BatsResearch / csp

Learning to compose soft prompts for compositional zero-shot learning.
BSD 3-Clause "New" or "Revised" License
83 stars 6 forks source link

Why do you use argmax() to find the eos token #8

Closed gulzainali98 closed 2 years ago

gulzainali98 commented 2 years ago

eos_idx = tokenized[idx].argmax() this gives me index number 3 on my custom words while using context length 16.


eos_idx = int(self.token_ids[0].argmax())
soft_embeddings = self.attr_dropout(self.soft_embeddings)
token_tensor[:, eos_idx - 2, :] = soft_embeddings[
    attr_idx
].type(self.clip_model.dtype)
token_tensor[:, eos_idx - 1, :] = soft_embeddings[
    obj_idx + self.offset
].type(self.clip_model.dtype)

How can you say that eos_idx-1 would be attribute and eos_idx-2 will be the place for object embedding in context length 8? What if i want another word in in between attribute and object? i.e 'a photo of car with wet look'. How would i manage to do replacement then?

nihalnayak commented 2 years ago

You bring up a good point.
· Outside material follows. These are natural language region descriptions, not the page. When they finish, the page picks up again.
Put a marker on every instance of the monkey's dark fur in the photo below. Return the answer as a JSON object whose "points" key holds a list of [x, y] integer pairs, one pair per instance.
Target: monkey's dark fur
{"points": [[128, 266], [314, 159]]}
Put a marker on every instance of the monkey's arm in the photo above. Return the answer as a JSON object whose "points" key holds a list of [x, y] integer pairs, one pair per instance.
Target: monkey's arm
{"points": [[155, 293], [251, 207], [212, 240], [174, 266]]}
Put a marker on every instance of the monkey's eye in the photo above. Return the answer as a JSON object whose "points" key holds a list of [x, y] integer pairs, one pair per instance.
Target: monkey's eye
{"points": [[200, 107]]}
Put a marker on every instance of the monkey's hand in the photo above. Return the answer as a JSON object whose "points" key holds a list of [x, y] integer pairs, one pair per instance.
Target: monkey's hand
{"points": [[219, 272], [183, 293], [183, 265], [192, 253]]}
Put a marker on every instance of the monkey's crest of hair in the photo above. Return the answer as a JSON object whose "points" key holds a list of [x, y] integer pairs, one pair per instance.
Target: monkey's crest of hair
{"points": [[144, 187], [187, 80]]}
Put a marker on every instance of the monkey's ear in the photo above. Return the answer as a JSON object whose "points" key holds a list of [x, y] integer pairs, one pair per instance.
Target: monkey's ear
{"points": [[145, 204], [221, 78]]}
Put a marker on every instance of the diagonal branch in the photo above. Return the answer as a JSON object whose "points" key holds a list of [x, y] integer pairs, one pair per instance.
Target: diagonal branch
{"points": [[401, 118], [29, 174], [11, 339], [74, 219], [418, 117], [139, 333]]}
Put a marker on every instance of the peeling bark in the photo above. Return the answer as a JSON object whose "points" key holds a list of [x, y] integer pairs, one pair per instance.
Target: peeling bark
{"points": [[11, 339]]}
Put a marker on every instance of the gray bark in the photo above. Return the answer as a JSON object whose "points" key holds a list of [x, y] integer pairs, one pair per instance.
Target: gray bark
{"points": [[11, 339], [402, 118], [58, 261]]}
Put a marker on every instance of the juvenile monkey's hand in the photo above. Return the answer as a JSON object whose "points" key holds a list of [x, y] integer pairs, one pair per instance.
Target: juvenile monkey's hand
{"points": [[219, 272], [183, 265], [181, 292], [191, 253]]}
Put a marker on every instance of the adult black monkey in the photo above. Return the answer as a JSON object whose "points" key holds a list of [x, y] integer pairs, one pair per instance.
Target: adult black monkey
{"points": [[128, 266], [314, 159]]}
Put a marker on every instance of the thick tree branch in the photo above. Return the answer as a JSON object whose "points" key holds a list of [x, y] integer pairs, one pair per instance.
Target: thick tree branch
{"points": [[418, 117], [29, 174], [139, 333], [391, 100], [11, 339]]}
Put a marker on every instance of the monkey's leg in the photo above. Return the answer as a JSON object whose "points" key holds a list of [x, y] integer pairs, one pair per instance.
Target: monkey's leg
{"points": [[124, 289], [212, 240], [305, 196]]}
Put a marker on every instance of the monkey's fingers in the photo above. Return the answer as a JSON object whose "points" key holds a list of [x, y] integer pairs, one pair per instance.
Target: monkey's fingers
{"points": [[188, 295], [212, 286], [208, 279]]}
We assume the class names will be of the form <attribute> <object> in the compositional zero-shot learning task. But, our framework can be easily adapted to a more generalized setting as well.

Tokenization in CLIP. We use the clip tokenizer to build token ids for our prompt, i.e. the tokenizer converts tokens to ids. For example, if you tokenize the prompt a photo of car with wet look, you will get the following output:

In [3]: clip.tokenize("a photo of car with wet look", context_length=10)
Out[3]: tensor([[49406,   320,  1125,   539,  1615,   593,  6682,  1012, 49407,     0]])

where 49406 corresponds to the start token, 49407 corresponds to the end token, and 0 corresponds to the padding. You can play around with the context_length to add more padding. A smaller context_length creates a smaller attention mask in the clip architecture, which saves memory during training and testing. But, if the context_length is too small then it might throw an error that the input prompt is too long for the context length.

Extension. To extend our framework to your setting, you could have a map for the token id 1615 which corresponds to car to a custom token or learned representation, and replace them in your token_tensor.

Tip: Keep in mind that sometimes words split into subwords that might not correspond to a 1:1 mapping. For example, the word compositional corresponds to the token ids 7783, 760, 918,. You might need a heuristic to deal with these corner cases.

I hope this helps! Good luck!